Privacy Policy© 2026 DEV BAK - TECH BLOG. All rights reserved.
DEV BAK - TECH BLOG
DevOps

Automating Canary Deployment Notifications to Deliver Argo Rollouts AnalysisRun Failures Instantly via Slack and PagerDuty

That morning, right after arriving at work, a colleague was typing 'rollback' into the Slack search bar. A canary deployment had silently failed overnight — the AnalysisRun had exceeded the error rate threshold and triggered an automatic rollback, but nobody knew. Instead of a PagerDuty alert, the on-call engineer started piecing together what had happened by reviewing the morning's accumulated error logs. I'd had a similar experience myself, and after that I came to truly understand how critical it is to properly connect notifications to the deployment pipeline.

This article covers, based on Argo Rollouts v1.8, how to build a notification pipeline from scratch that delivers both AnalysisRun failures and rollback events to Slack and PagerDuty simultaneously. Rather than stopping at copy-paste YAML, I'll walk through why each component is designed the way it is — and honestly, where things tend to get stuck.

Argo Rollouts has a built-in notification system. Without a separate event bus or sidecar — meaning you don't need to run AlertManager or an external event processing system — just one ConfigMap, one Secret, and a few annotation lines on the Rollout resource are all it takes to connect AnalysisRun failures all the way through to PagerDuty incident creation. You can minimize operational overhead while keeping the entire team informed of deployment status in real time.


Core Concepts

What's Helpful to Know Before Reading This

This article is aimed at readers who have experience operating Kubernetes and have a general idea of what Argo Rollouts is. If you're familiar with the three concepts below, you can follow along right away.

  • Canary Deployment: A strategy where a new version is deployed to only a portion of traffic (e.g., 10%) first, and gradually rolled out further if no issues are found. This is difficult to achieve with a standard Kubernetes Deployment, and Argo Rollouts manages it declaratively.
  • Argo Rollouts: Provides a Rollout resource that replaces the Kubernetes Deployment, handling canary and blue-green deployment strategies along with automated analysis at the controller level.
  • ConfigMap / Secret: Kubernetes's way of storing configuration. Non-sensitive values go in ConfigMap; credentials like Slack tokens go in Secret.

Vault and External Secrets are tools for safely managing Secrets via GitOps — that's outside the scope of this article. Refer to the External Secrets Operator or HashiCorp Vault documentation for more.

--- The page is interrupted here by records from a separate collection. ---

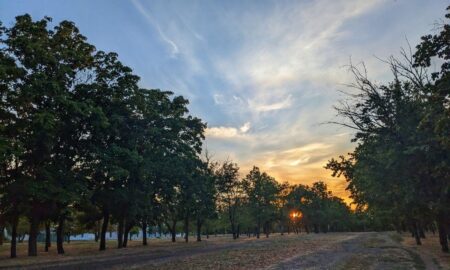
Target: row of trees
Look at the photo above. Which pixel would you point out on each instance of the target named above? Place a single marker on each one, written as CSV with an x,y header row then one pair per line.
x,y
83,148
400,170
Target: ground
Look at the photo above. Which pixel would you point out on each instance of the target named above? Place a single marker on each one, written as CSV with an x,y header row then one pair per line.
x,y
387,250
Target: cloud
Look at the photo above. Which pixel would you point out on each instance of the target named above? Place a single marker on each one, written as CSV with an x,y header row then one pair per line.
x,y
227,132
245,127
258,107
174,48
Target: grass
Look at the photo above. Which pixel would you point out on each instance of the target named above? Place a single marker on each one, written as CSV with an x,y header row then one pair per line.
x,y
379,250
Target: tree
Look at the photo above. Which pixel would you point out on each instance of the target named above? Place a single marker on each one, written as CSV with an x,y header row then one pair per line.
x,y
230,192
261,191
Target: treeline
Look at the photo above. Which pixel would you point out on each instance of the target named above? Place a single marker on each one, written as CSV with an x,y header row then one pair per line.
x,y
400,170
84,149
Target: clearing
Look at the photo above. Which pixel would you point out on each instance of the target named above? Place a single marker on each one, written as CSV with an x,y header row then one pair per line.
x,y
372,250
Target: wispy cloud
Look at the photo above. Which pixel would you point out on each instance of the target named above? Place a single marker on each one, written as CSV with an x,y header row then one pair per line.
x,y
228,132
174,51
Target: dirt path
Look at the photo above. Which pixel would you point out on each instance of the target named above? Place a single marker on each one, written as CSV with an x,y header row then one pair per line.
x,y
362,251
313,251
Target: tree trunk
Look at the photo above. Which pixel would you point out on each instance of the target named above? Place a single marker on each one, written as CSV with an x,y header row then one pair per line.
x,y
48,242
186,229
60,236
199,230
144,233
32,238
13,250
316,228
416,233
421,232
120,233
443,233
172,230
104,228
2,232
126,234
258,228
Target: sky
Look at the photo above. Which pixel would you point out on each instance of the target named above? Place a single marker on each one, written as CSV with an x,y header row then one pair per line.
x,y
264,75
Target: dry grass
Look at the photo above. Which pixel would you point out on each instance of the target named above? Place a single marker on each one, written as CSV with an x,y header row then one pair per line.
x,y
258,254
429,250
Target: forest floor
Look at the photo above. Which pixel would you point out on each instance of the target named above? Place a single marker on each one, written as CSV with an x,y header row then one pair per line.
x,y
386,250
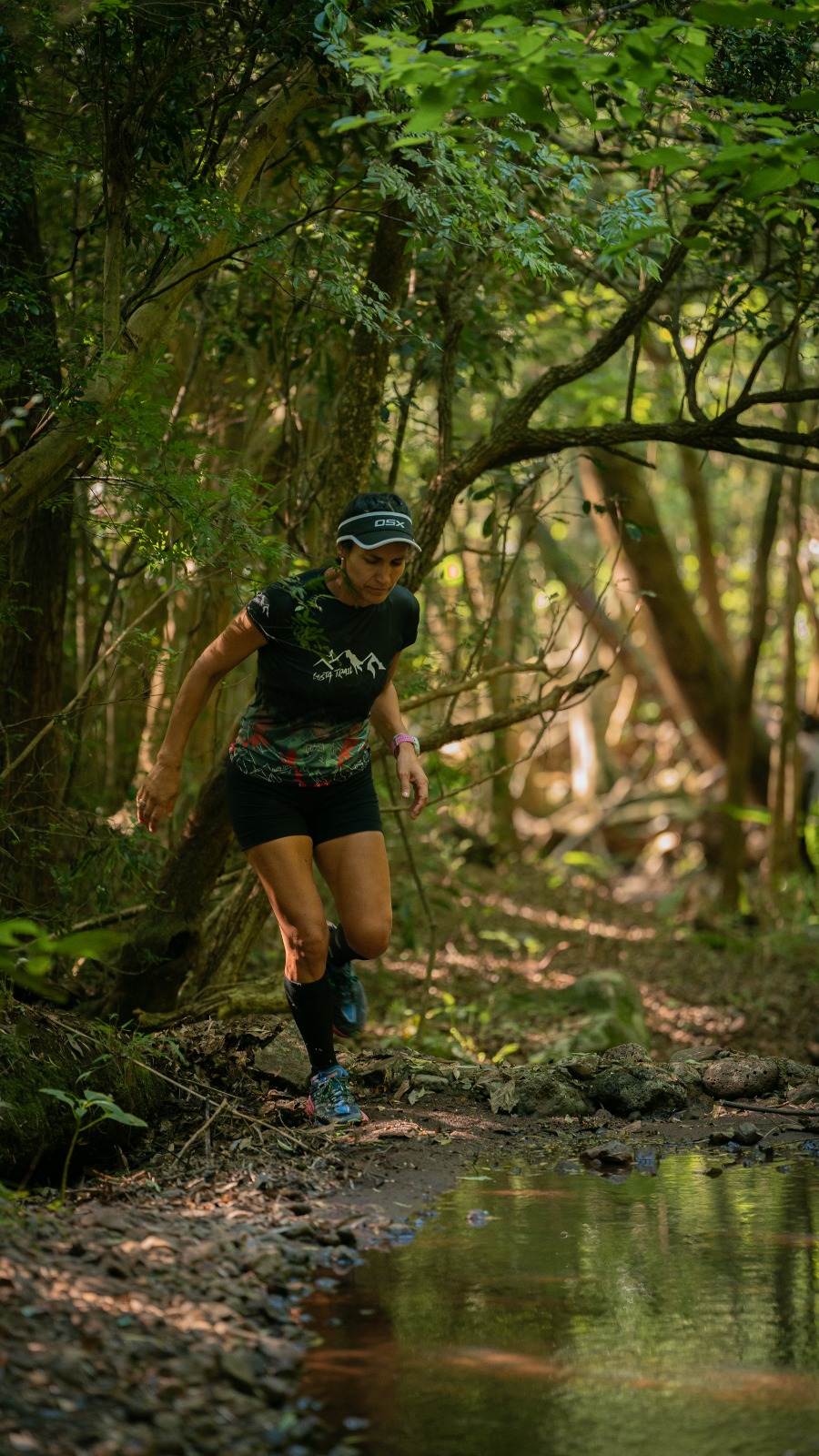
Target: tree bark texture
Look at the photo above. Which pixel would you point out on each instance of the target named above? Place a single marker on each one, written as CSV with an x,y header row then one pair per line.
x,y
698,664
741,717
167,943
34,567
347,468
38,472
697,488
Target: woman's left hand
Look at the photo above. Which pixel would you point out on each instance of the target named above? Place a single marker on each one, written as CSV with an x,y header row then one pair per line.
x,y
411,778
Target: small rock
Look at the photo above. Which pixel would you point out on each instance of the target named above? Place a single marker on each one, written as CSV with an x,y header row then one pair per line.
x,y
748,1135
695,1055
722,1135
267,1267
612,1152
625,1087
625,1052
244,1368
278,1354
741,1077
285,1060
503,1096
581,1067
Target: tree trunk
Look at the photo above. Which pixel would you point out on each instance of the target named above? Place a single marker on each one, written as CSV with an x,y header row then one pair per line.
x,y
349,465
694,482
741,715
787,790
697,662
38,472
167,943
34,568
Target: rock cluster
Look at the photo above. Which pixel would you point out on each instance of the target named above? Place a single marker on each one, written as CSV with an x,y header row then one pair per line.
x,y
622,1081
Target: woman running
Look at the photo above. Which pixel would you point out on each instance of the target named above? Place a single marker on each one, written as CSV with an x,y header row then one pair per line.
x,y
299,779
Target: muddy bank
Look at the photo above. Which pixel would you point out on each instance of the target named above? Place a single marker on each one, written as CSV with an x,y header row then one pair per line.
x,y
160,1310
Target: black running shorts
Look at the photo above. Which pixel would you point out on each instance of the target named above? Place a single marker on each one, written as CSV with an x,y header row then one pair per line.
x,y
261,812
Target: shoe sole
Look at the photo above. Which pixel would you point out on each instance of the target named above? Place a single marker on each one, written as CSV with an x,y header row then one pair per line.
x,y
334,1121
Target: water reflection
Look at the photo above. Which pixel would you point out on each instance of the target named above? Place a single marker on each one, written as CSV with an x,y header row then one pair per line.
x,y
672,1314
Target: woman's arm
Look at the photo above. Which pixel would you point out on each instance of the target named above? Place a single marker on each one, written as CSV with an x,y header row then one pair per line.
x,y
387,720
159,791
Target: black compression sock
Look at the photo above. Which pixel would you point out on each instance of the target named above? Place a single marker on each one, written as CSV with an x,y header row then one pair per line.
x,y
310,1004
339,948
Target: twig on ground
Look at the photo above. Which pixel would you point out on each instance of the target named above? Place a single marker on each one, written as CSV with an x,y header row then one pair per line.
x,y
230,1097
200,1130
789,1110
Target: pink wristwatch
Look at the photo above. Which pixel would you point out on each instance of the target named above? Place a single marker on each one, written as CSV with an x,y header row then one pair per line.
x,y
404,737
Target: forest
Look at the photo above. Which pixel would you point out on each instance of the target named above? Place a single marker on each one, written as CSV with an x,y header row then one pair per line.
x,y
551,276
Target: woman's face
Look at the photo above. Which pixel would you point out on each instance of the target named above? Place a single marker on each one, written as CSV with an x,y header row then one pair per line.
x,y
372,571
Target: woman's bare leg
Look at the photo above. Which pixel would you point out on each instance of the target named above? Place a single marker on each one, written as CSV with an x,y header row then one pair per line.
x,y
358,875
286,871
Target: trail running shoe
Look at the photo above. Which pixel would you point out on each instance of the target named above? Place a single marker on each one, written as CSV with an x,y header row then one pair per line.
x,y
349,997
331,1101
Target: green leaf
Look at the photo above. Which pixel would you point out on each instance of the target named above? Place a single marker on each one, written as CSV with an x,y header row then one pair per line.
x,y
739,15
116,1114
60,1096
14,931
770,179
672,159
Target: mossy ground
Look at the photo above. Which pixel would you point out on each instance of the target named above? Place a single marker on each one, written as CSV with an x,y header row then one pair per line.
x,y
46,1048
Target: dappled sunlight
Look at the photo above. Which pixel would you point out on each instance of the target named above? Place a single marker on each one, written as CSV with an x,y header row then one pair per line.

The Complete Notification Pipeline Flow

Argo Rollouts Notifications is based on argoproj/notifications-engine. Argo CD notifications use the same engine. Teams running both tools together will find the configuration pattern easy to pick up.

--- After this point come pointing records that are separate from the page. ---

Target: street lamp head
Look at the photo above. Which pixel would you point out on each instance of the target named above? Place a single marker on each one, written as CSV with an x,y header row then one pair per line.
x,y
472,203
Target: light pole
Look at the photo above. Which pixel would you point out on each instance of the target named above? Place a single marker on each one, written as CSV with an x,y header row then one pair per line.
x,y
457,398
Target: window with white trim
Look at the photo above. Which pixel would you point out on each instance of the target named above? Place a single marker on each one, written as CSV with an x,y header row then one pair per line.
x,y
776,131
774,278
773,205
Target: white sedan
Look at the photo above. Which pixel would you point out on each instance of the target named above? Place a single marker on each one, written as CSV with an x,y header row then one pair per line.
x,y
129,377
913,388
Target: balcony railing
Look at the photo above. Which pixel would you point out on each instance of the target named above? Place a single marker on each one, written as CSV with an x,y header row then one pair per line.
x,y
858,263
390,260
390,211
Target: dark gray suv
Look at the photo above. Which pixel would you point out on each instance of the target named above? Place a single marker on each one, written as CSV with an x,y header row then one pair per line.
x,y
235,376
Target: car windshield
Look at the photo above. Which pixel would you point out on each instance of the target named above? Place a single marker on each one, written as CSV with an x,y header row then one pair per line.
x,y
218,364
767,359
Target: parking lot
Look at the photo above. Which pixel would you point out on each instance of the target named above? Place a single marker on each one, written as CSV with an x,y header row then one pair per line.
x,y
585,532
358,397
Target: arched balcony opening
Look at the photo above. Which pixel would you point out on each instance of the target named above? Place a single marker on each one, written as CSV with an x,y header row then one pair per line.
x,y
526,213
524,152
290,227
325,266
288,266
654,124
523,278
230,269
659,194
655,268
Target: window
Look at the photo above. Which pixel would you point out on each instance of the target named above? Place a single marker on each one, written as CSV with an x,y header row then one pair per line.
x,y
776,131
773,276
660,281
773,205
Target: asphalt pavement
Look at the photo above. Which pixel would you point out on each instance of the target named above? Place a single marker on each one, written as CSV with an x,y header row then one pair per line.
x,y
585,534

Here's the path a notification takes when an event occurs, step by step:

AnalysisRun Failure (error rate threshold exceeded) → Rollout automatically Aborts (canary rollback begins) → Notifications Controller detects Rollout status change → Evaluates trigger conditions defined in ConfigMap → Sends message to Slack #deploy-failures channel → Creates incident via PagerDuty Events API

AnalysisRun — The unit of analysis execution automatically created by Argo Rollouts during a canary or blue-green deployment. It fetches values from external metric sources such as Prometheus, Datadog, and New Relic to determine success or failure, triggering a rollback on failure.

Notifications Controller — In Argo Rollouts v1.x, notification processing is built into the rollouts-controller. No separate controller needs to be deployed. The notifications-install.yaml on GitHub is a convenience file that installs a set of default ConfigMap templates and triggers in one shot; it is not required when writing custom configuration from scratch. Logs can be checked with kubectl logs -n argo-rollouts -l app.kubernetes.io/name=argo-rollouts.

The Four Core Components

Getting these four components straight in your head before touching any configuration makes the whole process much smoother.

Component Role Location
Service Defines how to connect to Slack/PagerDuty (API endpoint, auth method) ConfigMap
Template Composes the message body using Go html/template syntax ConfigMap
Trigger Defines the conditions for when to send a notification ConfigMap
Subscription Specifies which triggers a Rollout resource subscribes to and on which channels Rollout annotation

Separating ConfigMap and Secret can feel cumbersome at first, but from a GitOps perspective it's a natural design. It aligns perfectly with the flow of committing configuration (ConfigMap) to Git and managing credentials (Secret) via Vault or External Secrets.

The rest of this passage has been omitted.